What I will stand behind is the assembly and what it is assembled for. The contribution is a trust boundary for machine-generated facts: treat a model's output as a proposal with no standing, route it through a gate that is empowered to refuse it, and grant exactly one component the authority to admit what survives, with the whole crossing legible to a single operator. Plenty of LLM pipelines write model output directly into their store because each step looked reasonable on its own. Drawing one hard line between proposal and record, and putting a single writer on the far side of it, is the move most of them skip, and it is the move that determines whether you can ever answer for what your system believes.

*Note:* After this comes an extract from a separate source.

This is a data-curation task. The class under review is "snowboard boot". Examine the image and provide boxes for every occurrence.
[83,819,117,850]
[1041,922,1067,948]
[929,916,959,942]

That boundary will only get more important. As extraction models improve, their proposals will look more and more like finished facts, and the temptation to let them write directly will grow in exact proportion to how convincing they become. The bet embedded in this design is that the boundary matters most precisely when the proposals are good enough to wave through on reflex. The question to carry forward is not whether your model is accurate enough to trust. It is whether, the day it is wrong, you can point to the one place where the wrong thing was admitted, and say who let it in.
This describes a general pattern for committing LLM-extracted entities into a versioned graph store; implementation specifics are illustrative.